Live data security considerations

Live data security considerations

There are several features and strategies that you can use to get live data without compromising on the security of your DCS system.

DBDOC is read-only

DBDOC has been designed so that remote users cannot use it to make changes to your DCS system.

Getting data from the process network to the business network

Many DCS systems are isolated on a process network that cannot communicate with the outside world. However, there are strategies that you can use to get live data to the business network so that you can monitor your plant without having to connect to the process network.

  • Relay mode. You can set up a relay CIUMon on the business network and configure the firewall so that only this relay CIUMon is allowed to communicate with the process network.
  • Intermediate LAN. To add even more security, you can create an intermediate LAN that can communicate with both the business network and the process network. Then, you can set up one relay CIUMon on the intermediate LAN and a second relay CIUMon on the business network. Using this strategy, there is no direct communication between the business network and the process network.
  • Collector mode. You can set up a relay CIUMon in collector mode.
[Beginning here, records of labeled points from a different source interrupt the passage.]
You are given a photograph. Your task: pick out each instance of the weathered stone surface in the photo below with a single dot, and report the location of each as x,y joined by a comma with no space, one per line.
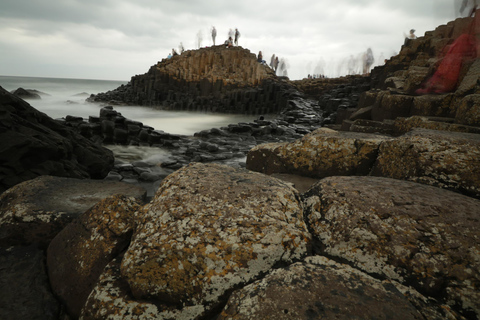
419,235
434,105
468,111
444,159
24,288
320,288
112,299
404,125
33,144
322,153
210,229
36,210
78,254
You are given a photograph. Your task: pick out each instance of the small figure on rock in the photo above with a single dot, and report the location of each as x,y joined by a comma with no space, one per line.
469,7
214,34
229,42
410,37
237,35
260,58
368,60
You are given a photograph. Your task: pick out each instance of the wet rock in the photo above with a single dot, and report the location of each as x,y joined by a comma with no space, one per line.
320,288
78,254
26,94
24,288
319,154
220,228
35,211
418,235
444,159
32,144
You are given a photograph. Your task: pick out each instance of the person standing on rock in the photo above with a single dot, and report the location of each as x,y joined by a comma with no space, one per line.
214,34
237,35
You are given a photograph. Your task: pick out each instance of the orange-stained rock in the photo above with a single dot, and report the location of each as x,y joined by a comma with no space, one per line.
34,211
322,153
444,159
210,229
112,299
77,255
418,235
320,288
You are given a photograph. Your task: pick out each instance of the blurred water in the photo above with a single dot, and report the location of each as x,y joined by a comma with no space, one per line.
62,97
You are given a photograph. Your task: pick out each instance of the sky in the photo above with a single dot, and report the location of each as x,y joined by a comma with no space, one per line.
117,39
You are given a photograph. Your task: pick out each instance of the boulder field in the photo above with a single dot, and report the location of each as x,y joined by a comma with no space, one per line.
376,215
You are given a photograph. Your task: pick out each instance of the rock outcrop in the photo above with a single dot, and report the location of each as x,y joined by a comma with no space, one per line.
214,79
35,211
32,144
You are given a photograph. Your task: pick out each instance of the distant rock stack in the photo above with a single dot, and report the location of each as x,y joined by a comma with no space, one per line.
214,79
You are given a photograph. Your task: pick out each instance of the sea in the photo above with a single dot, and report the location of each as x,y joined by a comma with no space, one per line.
62,97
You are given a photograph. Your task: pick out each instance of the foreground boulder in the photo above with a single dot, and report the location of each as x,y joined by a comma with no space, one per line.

In this mode, the relay CIUMon will not initiate any communication with the upstream CIUMon; instead, it waits for that CIUMon to ask for requests.

Can DBDOC work through a "data diode" where nothing can be sent from the business network to the process network?

Unfortunately, there is no way for DBDOC to work without any communication at all to the CIUMon that communicates with the CIU. DBDOC is designed so that you can get data for any block in your system, so CIUMon needs to know which blocks to request at any given time. Most systems have many thousands of blocks, so trying to request data for every block and then broadcast that data to the business network would not be viable.

Some historian systems do work with a data diode, but this is because they are configured to get data only for certain blocks which are defined and set up ahead of time. This approach would not work in DBDOC.